Tag Archives: Classics

Review: Pride and Prejudice

Pride and Prejudice

Pride and Prejudice
By Jane Austen
Penguin Classics, 9780143105428, 2009, 352pp.

The Short of It:

This beloved classic has finally been read by me. Any surprises? No, but I am glad to finally mark this one off my list.

The Rest of It:

If you’ve read the book or seen the movie, then you know that the Bennet sisters, all five of them are in some stage of being married off to suitable gentleman. Well, Mrs. Bennet HOPES for them to find suitable matches, men who will provide for them and allow them to live a respectable, if not wealthy life. Men of means.

I think perhaps this aspect of the story is what’s kept me from the book all these years. I’ve tried to read it a  handful of times and always put it down a few chapters in. It seemed too frivolous and a tad too pleasant. All this “finding a  man” business. However, this made for a VERY enjoyable story to read during a pandemic.

Plus, Mr. Darcy. The disagreeable Mr. Darcy if you ask Elizabeth Bennet. Anyone reading the book knows within two mentions of his name that he won’t be disagreeable for long. What made this book even more fun is that my daughter and I watched the movie as soon as I finished the book. I did not have access to the miniseries with Colin Firth so we opted for the Kiera Knightly movie which we both enjoyed quite a bit.

There are no surprises with the story. It’s pretty much what I imagined but timing is everything and reading it now was so much more enjoyable than all my previous attempts. I dare say, that I may attempt another Austen. If so, which?

Source: Purchased
Disclosure: This post contains Indiebound affiliate links.

Review: Ulysses


By James Joyce
Published 2013 by Vintage (first published February 2nd 1922), 816pp

The Short of It:

A fantastical romp of failures and missed opportunities but a real treat for the imagination.

The Rest of It:

Oh! How people dread this one! Long ago I tried to read it but never got past the beginning. Mostly it was a timing issue. I made a mental note to come back to it and so I did, with a few others who joined me for a read-along.

Let me tell you, the first half vexed me. It was gibberish. No matter how many times I read a sentence, it made no sense! I even resorted to reading it out loud. My dog thought I was yelling at her though so I had to stop. But somewhere in the second half, Joyce’s writing became understandable and from there, there was no turning back.

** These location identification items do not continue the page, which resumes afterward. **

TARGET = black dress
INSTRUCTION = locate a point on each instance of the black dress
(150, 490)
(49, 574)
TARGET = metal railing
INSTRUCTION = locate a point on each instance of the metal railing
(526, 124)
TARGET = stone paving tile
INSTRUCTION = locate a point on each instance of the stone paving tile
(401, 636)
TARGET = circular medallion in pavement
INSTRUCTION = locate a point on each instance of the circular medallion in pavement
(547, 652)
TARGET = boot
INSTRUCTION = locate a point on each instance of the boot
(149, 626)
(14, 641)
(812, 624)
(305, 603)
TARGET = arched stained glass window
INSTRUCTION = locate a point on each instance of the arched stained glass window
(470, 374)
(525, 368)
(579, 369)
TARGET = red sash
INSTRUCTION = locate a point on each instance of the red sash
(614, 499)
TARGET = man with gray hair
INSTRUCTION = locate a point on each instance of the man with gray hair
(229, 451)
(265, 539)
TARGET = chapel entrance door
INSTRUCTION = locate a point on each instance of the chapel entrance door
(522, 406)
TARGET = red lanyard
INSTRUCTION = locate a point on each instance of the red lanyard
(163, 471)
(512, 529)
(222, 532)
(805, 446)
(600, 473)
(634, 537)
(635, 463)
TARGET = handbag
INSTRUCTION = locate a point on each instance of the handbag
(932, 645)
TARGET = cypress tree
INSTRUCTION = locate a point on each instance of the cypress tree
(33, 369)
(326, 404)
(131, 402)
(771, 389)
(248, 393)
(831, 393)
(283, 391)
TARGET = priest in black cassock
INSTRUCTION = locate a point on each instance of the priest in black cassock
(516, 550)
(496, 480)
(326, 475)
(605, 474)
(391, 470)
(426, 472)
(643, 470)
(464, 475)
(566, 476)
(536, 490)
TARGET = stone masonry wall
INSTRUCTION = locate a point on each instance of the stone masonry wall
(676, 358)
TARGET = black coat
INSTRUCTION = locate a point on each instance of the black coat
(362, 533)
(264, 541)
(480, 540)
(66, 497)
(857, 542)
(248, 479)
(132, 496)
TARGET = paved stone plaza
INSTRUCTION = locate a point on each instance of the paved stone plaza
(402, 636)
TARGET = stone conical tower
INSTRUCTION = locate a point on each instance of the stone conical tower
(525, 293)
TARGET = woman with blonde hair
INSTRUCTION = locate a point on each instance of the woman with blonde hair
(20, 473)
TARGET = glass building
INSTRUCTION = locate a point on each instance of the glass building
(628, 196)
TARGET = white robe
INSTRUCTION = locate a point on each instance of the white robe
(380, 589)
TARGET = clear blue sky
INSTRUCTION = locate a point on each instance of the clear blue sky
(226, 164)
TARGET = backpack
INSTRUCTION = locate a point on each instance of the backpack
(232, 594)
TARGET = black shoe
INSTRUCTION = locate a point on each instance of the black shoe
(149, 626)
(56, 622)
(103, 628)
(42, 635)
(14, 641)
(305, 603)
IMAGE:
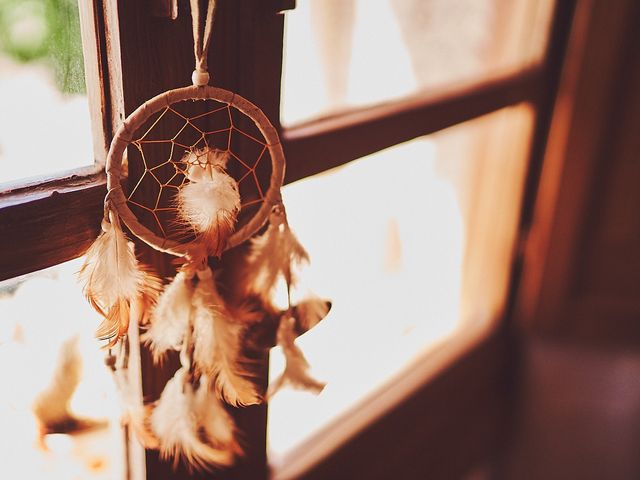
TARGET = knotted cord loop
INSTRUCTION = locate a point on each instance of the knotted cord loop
(200, 76)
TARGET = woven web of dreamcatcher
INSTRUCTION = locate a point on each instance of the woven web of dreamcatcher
(157, 169)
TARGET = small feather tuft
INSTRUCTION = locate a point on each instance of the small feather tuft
(273, 254)
(170, 318)
(177, 428)
(112, 280)
(210, 202)
(297, 367)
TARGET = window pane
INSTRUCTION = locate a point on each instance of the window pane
(413, 245)
(345, 53)
(44, 119)
(52, 371)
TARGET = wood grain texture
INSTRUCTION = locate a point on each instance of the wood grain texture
(580, 275)
(441, 431)
(328, 142)
(48, 225)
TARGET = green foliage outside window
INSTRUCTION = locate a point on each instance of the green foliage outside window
(45, 31)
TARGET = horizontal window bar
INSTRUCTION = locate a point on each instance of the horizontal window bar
(325, 143)
(49, 224)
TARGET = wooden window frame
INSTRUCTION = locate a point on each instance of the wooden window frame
(54, 221)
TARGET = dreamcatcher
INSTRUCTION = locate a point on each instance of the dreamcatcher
(188, 150)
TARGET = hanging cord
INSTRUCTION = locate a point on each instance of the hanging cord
(201, 42)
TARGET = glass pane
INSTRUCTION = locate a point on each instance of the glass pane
(413, 245)
(44, 119)
(345, 53)
(53, 374)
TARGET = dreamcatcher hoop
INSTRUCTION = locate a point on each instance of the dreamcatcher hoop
(124, 137)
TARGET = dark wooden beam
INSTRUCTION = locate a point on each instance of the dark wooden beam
(53, 223)
(442, 430)
(329, 142)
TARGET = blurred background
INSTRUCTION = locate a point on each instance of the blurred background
(433, 241)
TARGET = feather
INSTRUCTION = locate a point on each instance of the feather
(310, 312)
(134, 412)
(170, 317)
(149, 294)
(177, 428)
(215, 421)
(210, 202)
(272, 255)
(217, 349)
(296, 367)
(112, 280)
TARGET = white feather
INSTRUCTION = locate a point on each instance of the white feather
(134, 412)
(310, 312)
(296, 368)
(274, 254)
(210, 201)
(112, 280)
(217, 345)
(216, 422)
(170, 317)
(177, 428)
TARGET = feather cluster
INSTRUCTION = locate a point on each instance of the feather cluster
(273, 255)
(114, 280)
(193, 425)
(217, 347)
(170, 317)
(210, 202)
(216, 337)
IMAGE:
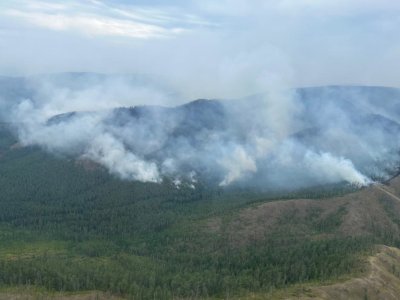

The story takes place on June 16. A day so celebrated by fans that it’s called Bloomsday. Leopold Bloom’s day is spent having lunch, spending time with friends, visiting brothels and bailing his friends out of trouble. The chapters (episodes) vary in format and the narration shifts back and forth between characters.

Much of it makes no sense. You just have to know that going in. There are plenty of reading guides available but most of them just tell you to read it for yourself. It’s a book that begs you to hate it but if you appreciate a good imagination and don’t mind dealing with hallucinations and fantastical elements, then perhaps you’ll love it.

Do I love it? Maybe. It’s been a few days since I finished it and my thoughts are still percolating. I can see myself re-reading it at some point.

Did I mention that it was banned for pornographic content? The ban was lifted in 1934 when it was noted as an emetic, but certainly not an aphrodisiac. Can you believe that? An emetic?? I will admit, it’s a bit smutty. If you are sensitive to lascivious talk then this probably isn’t a book for you.

Did you know that Ulysses is the Latinised name of Odysseus, the hero of Homer’s epic poem Odyssey, and the novel establishes a series of parallels between the poem and the novel? (Wikipedia) I went into this book not knowing this piece of information but somewhere in the beginning I figured this out.

Did you know that it was originally published as a serial publication in the magazine The Little Review? My copy of the book did not include the episode titles so every time I saw a particular episode mentioned somewhere, I had a really hard time finding it in my copy. I was aware of the serial publication but I wish I had purchased a book that contained those titles. My copy only separated Parts I, II and III. There were no breaks between episodes so I could not tell when a new one had started.

Even with all the obstacles noted, this is a book that will stay with me for a long, long time. While reading it at work I was surprised at how many people showed an interest in it. My copy has already been loaned out to a colleague. I can’t wait to hear her thoughts.

Here are the read-along breakdowns in case you’re interested:

Part One
Part Two
Part Three

This article from The Economist is rather interesting and might encourage you to give it a go.

What other BEAST might I want to tackle? Infinite Jest by David Foster Wallace.

Source: Purchased
Disclosure: This post contains Indiebound affiliate links.